DOI: https://doi.org/10.57187/SMW.2023.40046
complementarity-determining region 3
peripheral blood mononuclear cells
principal component analysis
polymerase chain reaction
T cell receptor
T cell receptor repertoire sequencing
T cell receptor alpha
T cell receptor beta
It is the immense diversity in T-cell receptors (TCRs) that allows T cells to recognise a plethora of different antigens [1]. This diversity is generated during somatic rearrangements of various V, D and J genes during a process called V(D)J recombination and is further increased by addition or deletion of random nucleotides at the recombinational junctions [2]. The totality of an individual’s T cell receptors is referred to as the TCR repertoire. As this can be a highly dynamic reflection of an individual’s immune status and history, in recent years TCR repertoire analysis by high-throughput sequencing has become a valuable tool in assessing the immune system in health and disease. Methodological advancements, optimisation of sequence library preparation protocols and development of powerful bioinformatic analysis tools have led to an increasing number of seminal studies relying on technologies dissecting the molecular composition of circulating B and T cells. Especially in a clinical context, TCRseq has been used to study immune responses during infection [3], autoimmune disease [4] and cancer [5], and other studies have analysed the effects of interventions such as vaccination [6] or immunotherapy [7]. Recognising the enormous potential of TCRseq methods, several commercial solutions are now available that allow faster and easier implementation in a clinical setting (benchmarked in [8]). Different commercial solutions use individual preparation protocols, each with certain advantages and limitations, making it crucial to choose a suitable protocol for any given research question. Additional difficulties can arise in the clinical research setting due to heterogeneous sample quantity and quality or diverging sample pre-processing when using rare or biobanked patient material. When sampling cannot be performed systematically, for example in particularly vulnerable patients or in a setup without a central sampling strategy, uniform sample quantity can become unachievable. Varying input material has a major impact on T cell receptor repertoire characteristics, particularly on repertoire diversity measures [8].

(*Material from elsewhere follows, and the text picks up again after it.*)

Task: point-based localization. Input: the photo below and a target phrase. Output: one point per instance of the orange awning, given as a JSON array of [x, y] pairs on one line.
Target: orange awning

We have implemented a TCRseq protocol based on the commercially available Takara SMARTer Human TCR a/b Profiling Kit (v2) and describe efforts to deal with unbalanced sample material. We included peripheral blood samples of three healthy controls and four patients with confirmed GATA2 deficiency. GATA2 deficiency is a rare inborn error of immunity caused by monoallelic mutations in GATA2 and is characterised by immunodeficiency with susceptibility to infection, risk of myelodysplasia, and lymphatic or vascular complications [9, 10]. Numbers of circulating monocytes, natural killer cells, dendritic cells and B cells are profoundly reduced in GATA2 deficiency, whereas total T cell numbers are not significantly affected [11]. Within the T cell compartment of GATA2 patients, there is an increasingly cytotoxic phenotype, leading to an inverted CD4:CD8 ratio, and a shift from naïve to terminal effector CD8 cells [12]. Whether these changes are reflected in the T cell receptor repertoires has not been studied yet.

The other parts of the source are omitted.